BEIJING (AP) -- Former President Jimmy Carter said Monday that he hopes to meet with North Korea's reclusive leader during a visit aimed at assessing severe food shortages and discussing the revival of nuclear disarmament talks.
Carter is making the three-day visit to North Korea this week accompanied by former Finnish President Martti Ahtisaari, former Norwegian Prime Minister Gro Brundtland and former Irish President Mary Robinson. The four are members of a group of retired world leaders called the Elders founded by former South African President Nelson Mandela.
Carter said the group "would like very much" to meet with North Korean leader Kim Jong Il, as well as his son and heir-apparent Kim Jong Un, but was unsure whether that would happen.
"We have no indication that we will do so, but it would be a pleasure if we could," he said at a news conference in Beijing prior to his departure for Pyongyang on Tuesday.
The former president said he was not "prejudging in advance" his discussions on restarting talks on North Korea's nuclear programs, which have been stalled for the past two years.
Pyongyang is believed to be holding out for diplomatic concessions from Washington before committing to returning to the six-nation talks, under which it has pledged to dismantle its programs in return for food and fuel aid.
Carter did not respond when asked if he was carrying a message from the U.S. administration and made no mention of Korean-American Jun Young Su, who is being held in North Korea, reportedly on charges of carrying out missionary activity.
South Korea's Yonhap news agency quoted Carter as saying in an interview that he wasn't carrying any messages and didn't intend to raise Jun's case.
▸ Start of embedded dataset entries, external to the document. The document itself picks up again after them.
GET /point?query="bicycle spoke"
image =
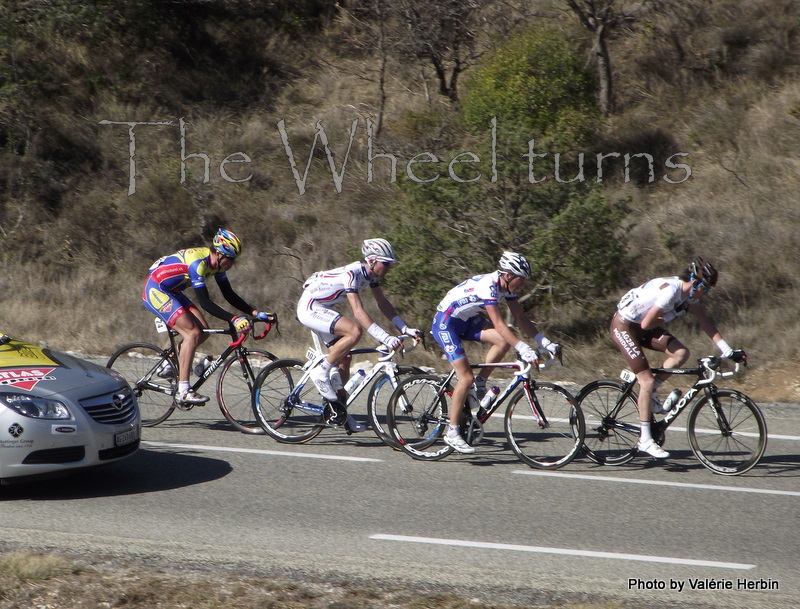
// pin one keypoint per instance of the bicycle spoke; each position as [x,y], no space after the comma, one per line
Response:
[727,432]
[286,409]
[548,431]
[235,384]
[417,418]
[612,424]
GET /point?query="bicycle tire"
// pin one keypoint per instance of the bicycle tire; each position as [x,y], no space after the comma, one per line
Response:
[550,444]
[740,446]
[275,413]
[139,363]
[235,383]
[378,401]
[416,417]
[612,428]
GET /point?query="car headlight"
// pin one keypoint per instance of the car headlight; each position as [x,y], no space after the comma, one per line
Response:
[35,408]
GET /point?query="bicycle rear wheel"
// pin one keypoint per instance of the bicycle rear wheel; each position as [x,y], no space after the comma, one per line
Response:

The U.S. State Department said last month that Carter would not be carrying any official messages.
Carter is well-regarded in North Korea and met in 1994 with the North's then-leader Kim Il Sung, Kim Jong Il's father, and brokered a U.S.-North Korea nuclear deal.
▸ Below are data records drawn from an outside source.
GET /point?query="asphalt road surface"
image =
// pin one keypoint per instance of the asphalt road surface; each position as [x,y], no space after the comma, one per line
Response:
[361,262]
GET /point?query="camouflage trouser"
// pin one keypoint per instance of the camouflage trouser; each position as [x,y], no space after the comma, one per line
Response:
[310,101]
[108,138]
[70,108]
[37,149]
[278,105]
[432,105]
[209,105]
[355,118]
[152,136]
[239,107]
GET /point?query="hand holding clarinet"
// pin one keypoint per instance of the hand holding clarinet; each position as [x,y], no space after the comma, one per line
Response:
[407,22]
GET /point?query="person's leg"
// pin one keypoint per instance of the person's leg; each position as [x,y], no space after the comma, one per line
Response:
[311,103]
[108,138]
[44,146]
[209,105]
He last visited North Korea in August to secure the release of imprisoned American Aijalon Gomes, who had been sentenced to eight years of hard labor for crossing into the North from China. Carter did not meet Kim then because the leader was on a rare visit to China, his isolated, impoverished nation's biggest ally and aid provider.
Carter's trip comes amid efforts on several fronts to reinvigorate the nuclear negotiations. China's top nuclear envoy was due to travel to Seoul on Tuesday for talks, while a South Korean delegation was to meet with U.S. diplomats in Washington.
North Korea's top nuclear envoy reportedly traveled to Beijing earlier this month to discuss restarting the talks, which two Koreas, the U.S., China, Japan and Russia.
At Monday's briefing, Carter also criticized long-standing economic sanctions imposed on the North's hardline communist regime, saying they were adding to suffering among ordinary citizens amid a severe drop-off in food aid to the North.
"In almost any case when there are sanctions against an entire people, the people suffer the most and the leaders suffer least," he said. "And we believe that the last 50 years of deprivation of the North Korean people to adequate access to trade and commerce has been very damaging to their economy, as well as some problems they may have brought on by themselves."
Years of poor harvests, a lack of investment in agriculture and political isolation have left North Korea severely vulnerable to starvation, with the average amount of food distributed by the government to each person dropping this year from 1,400 calories per day to just 700, according the U.N.'s World Food Program.
Former Irish President Robinson said a recent United Nations study based on conditions throughout North Korea classified 3.5 million out of the country's 24 million people as "very vulnerable" to starvation and that conditions stood to worsen with cuts in food distribution.
"We believe that it is very, very important to ensure that women and children and the elderly do not suffer because of a political situation," Robinson said.
Carter described the North's food problems as "a horrible situation" and said the group hoped to convince other nations to step up shipments, mentioning in particular South Korea, which has cut off all food aid to its neighbor.
Carter, who was president from 1977 to 1981, said his delegation was invited by top North Korean leaders, but declined to identify them by name.